Table creation protocol


1. [Mandatory] Fields that express the concept of yes or no must be named in the manner of is_xxx, and the data type is unsigned tinyint (1 means yes, 0 means no). This rule also applies to odps construction surface.

Note: If any field is a non-negative number, it must be unsigned.


2. [Mandatory] Table names and field names must use lowercase letters or numbers; it is forbidden to start with numbers, and it is forbidden to only numbers between two underscores. Modification of database field names is very costly, because pre-release is not possible, so field names need to be carefully considered.

Positive example: getter _ admin , task _ config , level 3_ name

Counter example: GetterAdmin , taskConfig , level _3_ name


#3. [Mandatory] Do not use plural nouns in table names.

Note: The table name should only represent the entity content in the table, and should not represent the number of entities. The corresponding DO class name is also in the singular form, which is consistent with expression habits.


#4. [Mandatory] Disable reserved words, such as desc, range, match, delayed, etc. Please refer to MySQL official reserved words.


5. [Mandatory] The unique index name is uk _field name; the common index name is idx _field name.

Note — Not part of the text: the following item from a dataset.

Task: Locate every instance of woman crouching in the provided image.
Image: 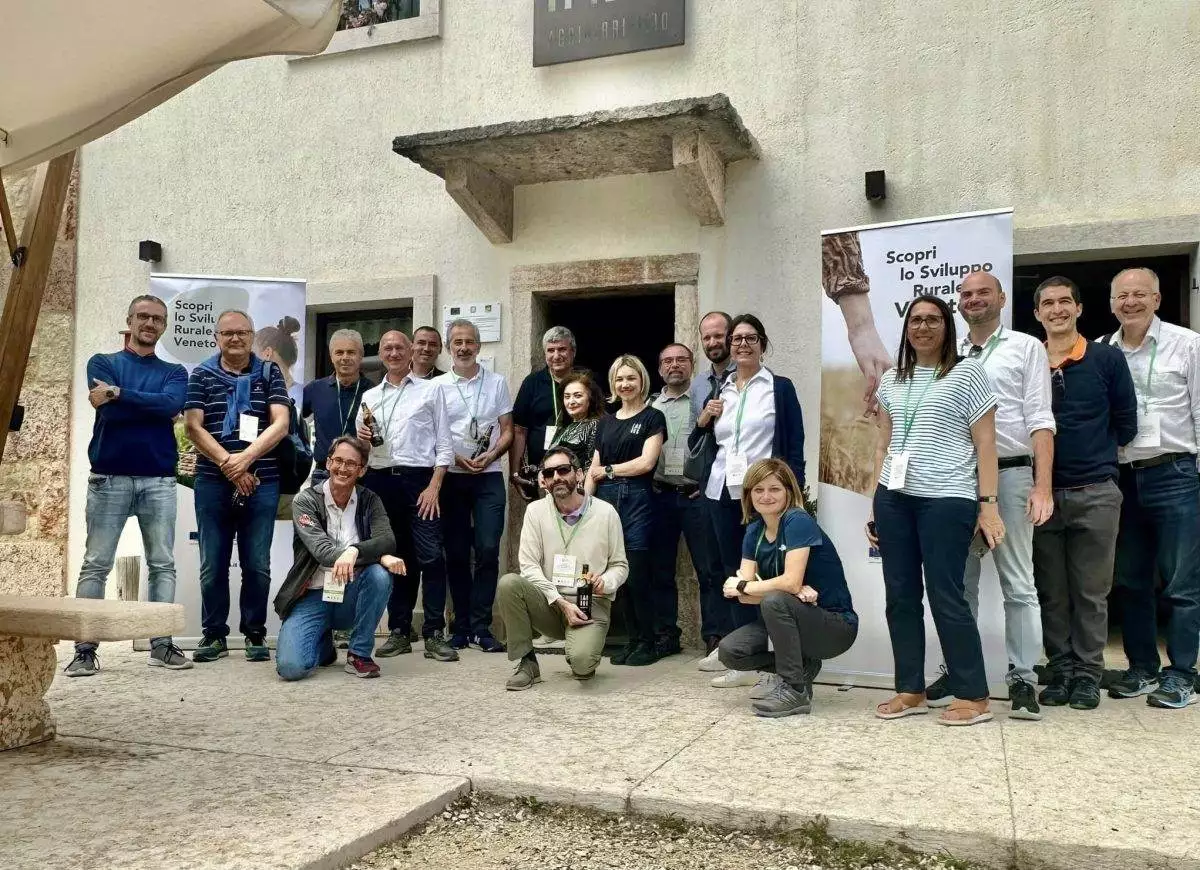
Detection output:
[719,458,858,718]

Explanation: uk _ is the unique key; idx _ is the abbreviation of index.


#6. [Mandatory] The decimal type is decimal, and float and double are prohibited.

Note: When float and double are stored, there is a problem of precision loss. It is very likely that incorrect results will be obtained when comparing values. If the stored data range exceeds the decimal range, it is recommended to split the data into integers and decimals and store them separately.


#7. [Mandatory] If the lengths of the stored strings are almost equal, use the char fixed-length string type.


8. [Mandatory] varchar is a variable-length string. No storage space is allocated in advance. The length should not exceed 5000. If the storage length

is greater than this value, Define the field type as text, create a separate table, and use the primary key to correspond to avoid affecting the indexing efficiency of other fields.

9. [Mandatory] The table must have three fields: id, gmt_create, gmt_modified.

Note:

id must be the primary key, type is unsigned bigint, auto-increment for single table, step size is 1. The types of gmt _ create and

gmt _ modified are all date _ time types.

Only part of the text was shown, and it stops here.